Moscow fans charged with hate crime

Advertisement

MOSCOW (JTA) – When five soccer fans from the Moscow suburb of Solntsevo were arrested for shouting anti-Semitic slogans during a recent soccer match, they said they were “just kidding.”

Now they face up to two years behind bars for inciting racial hatred.

The case represents the first time that fans at a sporting event, and not just the teams at play, have been prosecuted in Russia for a hate crime. In this case, one of the teams may be fined as well.

Solntsevo prosecutor Alexei Klimov formally charged the five fans this week with committing a hate crime. They briefly were detained on Aug. 28 but released the same day and ordered to stay in town until the court hearing.

The offending incident took place in late April when the men, all in their early to mid-20s, noticed a poster advertising a match between Alliance, a local soccer team, and Moscow’s Jewish team, Maccabi. They showed up at the stadium wearing masks and waving a handmade banner reading “Happy Holocaust.” At one point during the match they started yelling, “Go to Auschwitz!”

Pavel Feldblyum, president of the Maccabi club, appeared as a witness when the defendants were questioned Aug. 28.

“I was stunned when I spoke to them,” Feldblyum said. “When I asked them about the Holocaust and Auschwitz, they appeared to have very little knowledge about either one. One of them bluntly admitted they just knew ‘these words were offensive for the Jews in some way.’ ”

Feldblyum said the men told authorities they were “just kidding” after learning they faced two years in prison.

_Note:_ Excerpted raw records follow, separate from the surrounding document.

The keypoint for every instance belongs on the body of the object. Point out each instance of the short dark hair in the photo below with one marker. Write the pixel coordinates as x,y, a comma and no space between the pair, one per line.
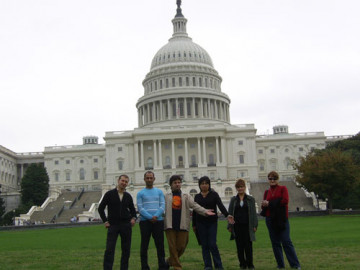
240,183
149,172
175,177
205,179
124,175
274,175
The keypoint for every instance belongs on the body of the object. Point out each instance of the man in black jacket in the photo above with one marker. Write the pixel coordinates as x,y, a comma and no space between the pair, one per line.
121,217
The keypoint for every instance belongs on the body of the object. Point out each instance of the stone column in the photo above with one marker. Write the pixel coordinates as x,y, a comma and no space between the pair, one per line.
217,151
161,111
142,161
223,161
169,110
173,164
199,152
155,155
204,151
186,154
177,111
209,108
136,154
185,108
160,155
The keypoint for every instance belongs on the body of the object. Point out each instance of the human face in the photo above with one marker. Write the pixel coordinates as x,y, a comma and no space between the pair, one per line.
176,185
204,186
149,180
123,182
241,190
273,181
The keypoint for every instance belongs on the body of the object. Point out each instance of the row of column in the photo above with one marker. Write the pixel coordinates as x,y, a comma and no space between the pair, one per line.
157,156
197,108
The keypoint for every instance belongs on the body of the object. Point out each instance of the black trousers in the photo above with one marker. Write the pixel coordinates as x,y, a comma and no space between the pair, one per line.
124,230
243,245
156,230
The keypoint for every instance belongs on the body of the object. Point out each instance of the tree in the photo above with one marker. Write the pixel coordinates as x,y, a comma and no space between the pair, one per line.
2,209
328,173
34,185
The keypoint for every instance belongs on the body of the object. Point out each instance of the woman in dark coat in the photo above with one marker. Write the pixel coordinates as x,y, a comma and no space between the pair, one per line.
242,208
206,226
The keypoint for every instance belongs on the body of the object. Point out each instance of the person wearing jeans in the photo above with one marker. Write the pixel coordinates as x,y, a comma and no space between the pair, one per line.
275,208
151,206
206,227
121,217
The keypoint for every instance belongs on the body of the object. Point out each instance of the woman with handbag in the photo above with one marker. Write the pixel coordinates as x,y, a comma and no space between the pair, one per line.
242,208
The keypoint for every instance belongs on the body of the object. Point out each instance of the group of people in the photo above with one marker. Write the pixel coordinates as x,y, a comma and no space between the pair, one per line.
171,213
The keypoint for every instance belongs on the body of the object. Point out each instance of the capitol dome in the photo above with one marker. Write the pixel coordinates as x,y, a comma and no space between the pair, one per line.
182,84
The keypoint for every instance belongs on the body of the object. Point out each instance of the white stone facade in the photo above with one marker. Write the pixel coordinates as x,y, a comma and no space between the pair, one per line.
183,128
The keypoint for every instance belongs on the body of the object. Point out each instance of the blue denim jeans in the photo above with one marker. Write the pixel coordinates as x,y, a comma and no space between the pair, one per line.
281,240
207,233
113,232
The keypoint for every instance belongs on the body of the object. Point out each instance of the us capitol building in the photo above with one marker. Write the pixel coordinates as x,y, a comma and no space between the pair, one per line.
183,128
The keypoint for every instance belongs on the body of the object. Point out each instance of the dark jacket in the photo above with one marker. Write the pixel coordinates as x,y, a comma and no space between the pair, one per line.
211,201
253,221
118,211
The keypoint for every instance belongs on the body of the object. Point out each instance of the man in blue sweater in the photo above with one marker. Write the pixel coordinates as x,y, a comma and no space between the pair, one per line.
151,206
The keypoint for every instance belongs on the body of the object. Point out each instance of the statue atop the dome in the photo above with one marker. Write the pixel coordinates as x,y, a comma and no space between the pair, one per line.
178,10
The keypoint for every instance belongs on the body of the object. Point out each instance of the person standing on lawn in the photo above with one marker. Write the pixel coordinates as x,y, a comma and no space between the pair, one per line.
275,208
177,220
151,206
120,220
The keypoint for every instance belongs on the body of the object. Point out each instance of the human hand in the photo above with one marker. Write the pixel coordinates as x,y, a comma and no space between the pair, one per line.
209,212
230,219
153,219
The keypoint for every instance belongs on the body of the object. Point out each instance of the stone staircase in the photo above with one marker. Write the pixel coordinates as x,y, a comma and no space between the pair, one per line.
67,205
297,196
81,205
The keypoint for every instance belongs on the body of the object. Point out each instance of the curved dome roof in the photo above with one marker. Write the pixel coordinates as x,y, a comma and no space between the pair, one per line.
180,50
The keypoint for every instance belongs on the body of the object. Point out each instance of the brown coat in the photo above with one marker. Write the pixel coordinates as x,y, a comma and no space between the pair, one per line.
187,203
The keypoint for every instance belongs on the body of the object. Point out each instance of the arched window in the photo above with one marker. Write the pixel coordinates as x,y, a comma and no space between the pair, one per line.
211,160
193,161
193,192
181,161
82,174
149,164
228,192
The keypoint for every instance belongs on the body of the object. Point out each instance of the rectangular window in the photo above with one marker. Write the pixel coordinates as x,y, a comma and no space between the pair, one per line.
120,165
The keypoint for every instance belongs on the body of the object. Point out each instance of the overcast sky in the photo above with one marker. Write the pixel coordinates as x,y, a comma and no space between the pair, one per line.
71,68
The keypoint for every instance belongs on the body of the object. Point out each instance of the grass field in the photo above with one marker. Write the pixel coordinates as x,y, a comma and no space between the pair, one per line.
329,242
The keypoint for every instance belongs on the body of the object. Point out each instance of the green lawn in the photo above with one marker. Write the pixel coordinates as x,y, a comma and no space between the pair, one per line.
329,242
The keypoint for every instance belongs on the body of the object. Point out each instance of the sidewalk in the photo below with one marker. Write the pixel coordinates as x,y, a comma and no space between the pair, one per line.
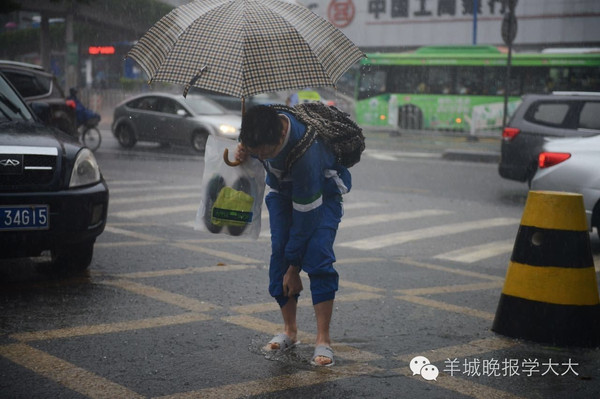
451,146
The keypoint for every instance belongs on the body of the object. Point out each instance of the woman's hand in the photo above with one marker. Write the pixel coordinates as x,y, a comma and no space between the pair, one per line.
240,153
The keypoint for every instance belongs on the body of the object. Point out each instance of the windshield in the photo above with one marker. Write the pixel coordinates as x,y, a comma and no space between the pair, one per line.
203,106
11,106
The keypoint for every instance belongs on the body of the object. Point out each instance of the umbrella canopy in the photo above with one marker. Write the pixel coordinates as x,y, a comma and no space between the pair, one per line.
244,47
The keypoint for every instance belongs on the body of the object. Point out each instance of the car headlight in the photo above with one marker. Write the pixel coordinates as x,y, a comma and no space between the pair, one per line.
227,130
85,169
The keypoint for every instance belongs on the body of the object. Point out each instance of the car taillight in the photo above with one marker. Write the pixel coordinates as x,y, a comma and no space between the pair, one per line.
510,133
547,159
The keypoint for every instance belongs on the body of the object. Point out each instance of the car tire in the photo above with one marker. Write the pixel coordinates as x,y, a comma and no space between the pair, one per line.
199,141
410,117
125,136
74,257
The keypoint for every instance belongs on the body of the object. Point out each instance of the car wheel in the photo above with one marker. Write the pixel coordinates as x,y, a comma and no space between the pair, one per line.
125,136
75,257
410,117
199,141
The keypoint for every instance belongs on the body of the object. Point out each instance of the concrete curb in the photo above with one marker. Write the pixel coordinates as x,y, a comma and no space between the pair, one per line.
471,156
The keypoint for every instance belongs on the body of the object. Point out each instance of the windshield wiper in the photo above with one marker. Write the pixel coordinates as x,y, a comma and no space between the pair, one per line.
11,106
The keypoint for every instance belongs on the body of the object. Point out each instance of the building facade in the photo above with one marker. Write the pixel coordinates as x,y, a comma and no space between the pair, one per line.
394,25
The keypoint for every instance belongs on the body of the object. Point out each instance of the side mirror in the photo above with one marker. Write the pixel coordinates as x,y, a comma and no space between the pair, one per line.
42,111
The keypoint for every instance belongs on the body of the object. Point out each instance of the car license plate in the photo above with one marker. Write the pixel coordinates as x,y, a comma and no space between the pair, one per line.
24,217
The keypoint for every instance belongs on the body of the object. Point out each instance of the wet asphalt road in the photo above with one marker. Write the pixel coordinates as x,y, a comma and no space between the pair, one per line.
168,312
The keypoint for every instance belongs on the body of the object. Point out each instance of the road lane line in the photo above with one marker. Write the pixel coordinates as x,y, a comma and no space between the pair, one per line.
343,351
182,301
390,217
387,240
133,234
278,384
478,252
164,210
108,328
447,289
411,262
476,347
216,253
65,373
447,307
150,198
181,272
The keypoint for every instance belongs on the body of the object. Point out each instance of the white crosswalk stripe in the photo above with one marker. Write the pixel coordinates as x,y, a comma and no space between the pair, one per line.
478,252
387,240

Feldblyum credited the authorities’ strong response to the incident to the direct intervention of Moscow’s mayor, Yuri Luzhkov.

Prosecutors and investigators rarely use Article 282-1 of the Russian Criminal Code, which prohibits the incitement of racial hatred or humiliation, “because it is rather difficult to collect evidence and to prove the offender’s intentions,” Feldblyum said. “Yuri Luzhkov intervened personally because he not only knows our soccer club pretty well, but he is committed not to allow the expression of nationalistic sentiments in a megapolis where more than 100 ethnic groups reside.”

While the five men face criminal prosecution, the Alliance soccer club may be fined as much as $20,000 for its fans’ improper behavior.

The club claims no anti-Semitic behavior took place during the match.

“Yes, they shouted the usual rubbish like, you know, fans usually shout trying to intimidate a rival team,” Alliance president Alexei Vasilyev told the Moscow business daily Kommersant. “Yes, I admit their language was vulgar and rude. But they didn’t use the words ‘Jews,’ ‘Holocaust’ or anything like that.”

Vasilyev insisted his club’s fans would not express ill will toward Jews given that a player on their own team is Jewish.

Until recently in Russia, such outbursts resulted in small fines, if any punishment at all.

Law enforcement authorities typically look the other way even at large-scale demonstrations, such as the notorious “Russian March” two years ago during which the Movement Against Illegal Immigration and the ultranationalist Slavic Union organized a thousand-strong march in the streets of Moscow during the People’s Unity holiday on Nov. 4, 2005. Many marchers sported Nazi insignias and shouted “Heil Hitler.”

Even when fines are levied for anti-Semitic or racist behavior during soccer matches, usually they are levied against the club. This summer, for example, Spartak-Moscow was fined after its fans brandished a racist banner targeting a host team’s dark-skinned player during a game in the city of Samara. The fans themselves were not detained.

The Solntsevo case is the first one in Russia where the fans themselves were charged.

Vladimir Paley, the American Jewish Joint Distribution Committee’s director for special projects in Russia, told JTA he hoped the case would mark a new chapter in Russian law enforcement.

“Russian authorities may need to pacify various ethnic and religious groups in Russian society,” Paley said. “The Kremlin may want to show it guarantees security and dignity for every citizen regardless of origin and religious affiliation.

“Also, it may be a sign that Prosecutor General Yuri Chaika feels more self-confident now that President Putin gave him the authority to clear the scene of everything that can spoil the image of Russia as a prosperous country in advance of the upcoming parliamentary and presidential elections.”

Last year, at the height of Israel’s war in Lebanon, the Maccabi club donated $10,000 to communities in northern Israel to provide bomb shelters with air conditioning.